## faster function than 1/x?

A place to discuss the implementation and style of computer programs.

Moderators: phlip, Moderators General, Prelates

thefargo
Posts: 34
Joined: Mon Jan 20, 2014 3:45 pm UTC

### faster function than 1/x?

Hey there! I have a simple program that I am optimizing. Right now one of the bottle necks is taking the inverse of each element a very large vector (1/x). I don't actually need specifically to take the inverse. All I require is a function with the following two properties:

(1) f(x)>0 for all x>0
(2) given x1 > x2, f(x1)<f(x2)

so as you can see, f(x)=1/x is a perfectly valid solution. However, I am trying to find a different function which satisfies these two constraints but evaluates more quickly than 1/x.

I've been looking and can't find anything.

Any ideas?

Flumble
Yes Man
Posts: 2183
Joined: Sun Aug 05, 2012 9:35 pm UTC

### Re: faster function than 1/x?

*waves hand*
Oooh! Ooh! How about you swap the values (or the comparison operator) and set the lower bound to -∞? Or optimize to an upper bound of +∞?

f(x) = 2^-x may also be a nice contender: subtract x from the maximum exponent and set the result as the exponent of a floating point type of your choice. (though, given x is "a very large vector", you probably don't have enough exponent bits in even a quadruple-sized float) Might be cheaper than inverting.

EvanED
Posts: 4331
Joined: Mon Aug 07, 2006 6:28 am UTC
Contact:

### Re: faster function than 1/x?

Input and output need to be doubles?

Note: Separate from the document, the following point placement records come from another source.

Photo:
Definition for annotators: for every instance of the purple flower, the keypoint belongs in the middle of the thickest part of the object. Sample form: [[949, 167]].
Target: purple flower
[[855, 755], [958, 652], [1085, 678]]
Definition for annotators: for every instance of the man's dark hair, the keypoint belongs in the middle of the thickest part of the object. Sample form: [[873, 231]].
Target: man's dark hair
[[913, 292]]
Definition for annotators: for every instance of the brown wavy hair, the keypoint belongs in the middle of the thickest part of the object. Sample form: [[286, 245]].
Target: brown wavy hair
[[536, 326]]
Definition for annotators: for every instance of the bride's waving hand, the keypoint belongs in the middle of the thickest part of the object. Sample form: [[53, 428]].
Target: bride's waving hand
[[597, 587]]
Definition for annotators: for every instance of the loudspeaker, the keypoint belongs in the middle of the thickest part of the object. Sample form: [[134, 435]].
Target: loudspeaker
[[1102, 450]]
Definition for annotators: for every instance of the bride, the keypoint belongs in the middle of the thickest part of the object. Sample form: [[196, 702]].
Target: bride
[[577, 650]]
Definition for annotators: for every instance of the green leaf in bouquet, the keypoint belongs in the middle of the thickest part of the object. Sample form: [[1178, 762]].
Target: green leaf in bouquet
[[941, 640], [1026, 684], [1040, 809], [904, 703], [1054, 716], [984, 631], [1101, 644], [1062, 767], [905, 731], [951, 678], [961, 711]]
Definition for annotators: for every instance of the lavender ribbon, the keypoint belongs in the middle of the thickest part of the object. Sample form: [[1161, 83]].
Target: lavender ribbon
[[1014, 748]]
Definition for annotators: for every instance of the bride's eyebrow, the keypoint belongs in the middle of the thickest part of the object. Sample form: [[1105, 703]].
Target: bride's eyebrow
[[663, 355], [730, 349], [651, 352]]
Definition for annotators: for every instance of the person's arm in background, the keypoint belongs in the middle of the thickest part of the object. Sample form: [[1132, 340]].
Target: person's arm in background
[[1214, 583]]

Do the comparisons need to be strict? (i.e. would 'x1 > x2' but 'f(x1) <= f(x2)' be a sufficient condition)

BedderDanu
Posts: 39
Joined: Tue Jan 14, 2014 6:18 am UTC

### Re: faster function than 1/x?

f(x) = Max(element) - x ?

or

f(x) = A - x, where A is a constant known to be larger than Max(element)

commodorejohn
Posts: 1161
Joined: Thu Dec 10, 2009 6:21 pm UTC
Location: Placerville, CA
Contact:

### Re: faster function than 1/x?

BedderDanu wrote:f(x) = Max(element) - x ?

or

f(x) = A - x, where A is a constant known to be larger than Max(element)

Yeah, this is probably the simplest solution, except for the gotcha about f(Max(element)) = 0 - if that's not a problem, or if you can be certain that x will never equal Max(element), then this is pretty much the simplest solution you're going to find. The workaround version is also good, although it requires you to go up to the next size type, which may affect the performance gain.
"'Legacy code' often differs from its suggested alternative by actually working and scaling."
- Bjarne Stroustrup
www.commodorejohn.com - in case you were wondering, which you probably weren't.

Tub
Posts: 446
Joined: Wed Jul 27, 2011 3:13 pm UTC

### Re: faster function than 1/x?

BedderDanu wrote:f(x) = Max(element) - x ?

The perfect solution for integer math, but it can be problematic on floating point values that have vastly different orders of magnitude. For example, the set 1, 2, 3, ..., 100, 2^100 would map all the first hundred numbers to exactly 2^100, which is bad.

1/x seems like the perfect function, if only it could be computed faster. And it can. See for example here or here. If you're only using single precision floats, you can also try the Fast inverse square root.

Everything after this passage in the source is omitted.